Take a moment to envision yourself standing in a colorless, windowless room. As you gaze upward, you notice the ceiling adorned with three rows of radiant spotlights illuminating the confined space below. How does this environment make you feel? Does it ignite a sense of inspiration within you? Can you envision yourself wanting to remain in such a place?

Now, picture yourself in a room filled with abundant natural daylight pouring in through the windows, revealing a breathtaking view. The space is adorned with warm, natural materials complemented by tasteful splashes of vibrant colors. As your eyes wander, you notice a few pots of lush indoor plants, their presence adding a touch of life and serenity to the surroundings. In this inviting atmosphere, would you choose to linger and make yourself at home?

Undoubtedly, the allure of the second option would likely captivate your desire to stay and engage in work.

This captivating effect stems from what is known as Biophilia – an inherent inclination to seek connections with nature and other life forms. Coined by Edward O. Wilson in his book “Biophilia” (1984), this concept has since intrigued designers, architects, and psychologists, who have explored its profound impact on our well-being.

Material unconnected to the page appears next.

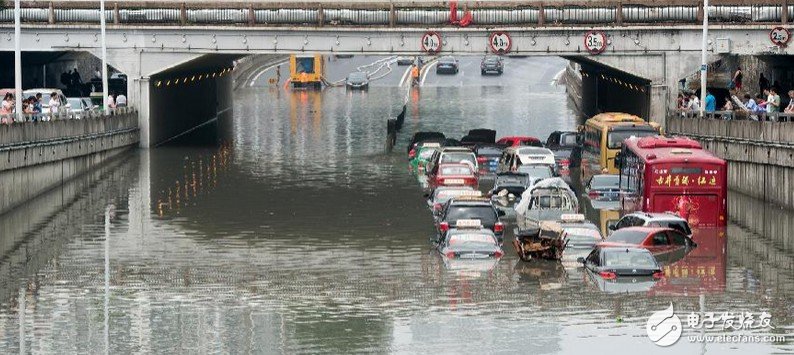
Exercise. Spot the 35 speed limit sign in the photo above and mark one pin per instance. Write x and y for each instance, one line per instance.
(595, 42)
(431, 42)
(500, 42)
(780, 36)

Without a doubt, the presence of natural surroundings and the reverence we hold for them grant us an understanding of their nurturing impact on our overall well-being. This notion also aligns with the principles of Feng Shui philosophy. The positioning of a house within its environment, with the support of a mountain behind and water in front, maximizes the benefits bestowed upon us. Furthermore, achieving a balance of Yin and Yang in our living environment contributes to a harmonious atmosphere.

Consider, for instance, the extensive research conducted by Professor Sir Cary Cooper over the past 15 years. His findings reveal the positive effects of incorporating natural elements or design features that emulate natural materials within work environments. These include improved health, heightened job performance, enhanced concentration, and even a reduction in anxiety and stress levels.

This deeper understanding sheds light on why we are naturally drawn to seaside retreats, forest escapes, riverbanks, and parks during weekends and holidays. Our innate connection with nature yields profound benefits for both our physical and emotional well-being. Therefore, it is only fitting that we strive to surround ourselves with natural environments on a daily basis, not solely confined to weekends.

Embracing Biophilia or incorporating Feng Shui principles into our living holds the key to nurturing our overall well-being.